Éducation nationale : Bricoles

von | 11.07.2016

La Chambre a adopté, avec les voix de la majorité, une réforme de la procédure d’orientation de l’enseignement fondamental vers le secondaire. Une « réformette » qui pourrait entraîner des différences de traitement.

(© Pink Floyd)

(© Pink Floyd)

Ce sont des semaines chargées pour Claude Meisch. Alors que le nouveau cours « Vie et société » (voir Thema) doit débuter à la rentrée, le ministre de l’Éducation nationale veut présenter son projet de réforme de l’enseignement secondaire avant l’été. Afin d’atténuer les tensions au sein du corps enseignant, apparues au cours du conflit autour d’une série de mesures d’économies, l’ancien maire de Differdange est « on tour ». Il a visité 25 écoles au cours des derniers mois, afin d’entrer en contact avec profs et étudiants – et de contourner les syndicats. Il y a un an, au pic du conflit qui l’opposait à ces derniers, il avait annoncé vouloir « trouver d’autres voies de dialogue avec les enseignants ».

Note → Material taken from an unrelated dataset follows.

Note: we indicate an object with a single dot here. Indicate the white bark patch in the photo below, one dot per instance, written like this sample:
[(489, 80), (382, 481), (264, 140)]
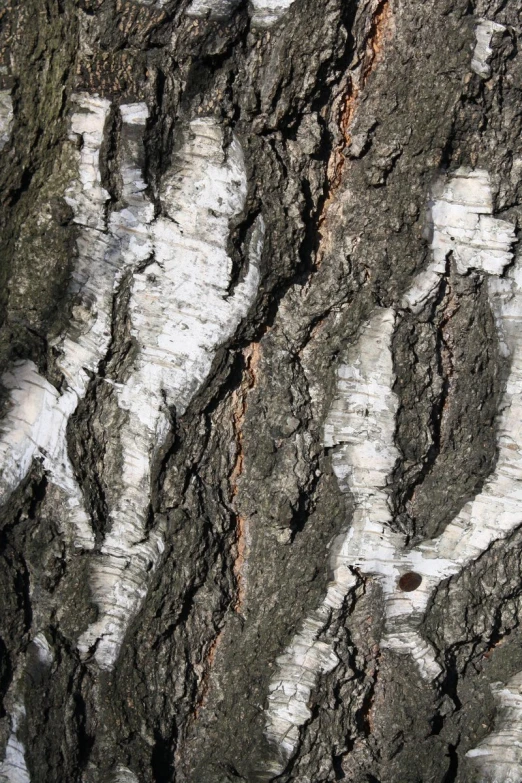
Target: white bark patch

Peu étonnant donc que certaines réformes ne bénéficient pas de l’attention dont elles pourraient bénéficier. Ainsi, celle de la procédure d’orientation de l’enseignement fondamental vers le secondaire : une procédure qui sera considérablement simplifiée, sans pourtant remettre en cause le principe même d’une « sélection » à l’âge de 12 ans – ce que n’a d’ailleurs pas manqué de reprocher au ministre le député Déi Lénk David Wagner lors du débat à la Chambre. Par manque de courage politique, les gouvernements successifs ne procéderaient que par « bricoles » concernant l’orientation.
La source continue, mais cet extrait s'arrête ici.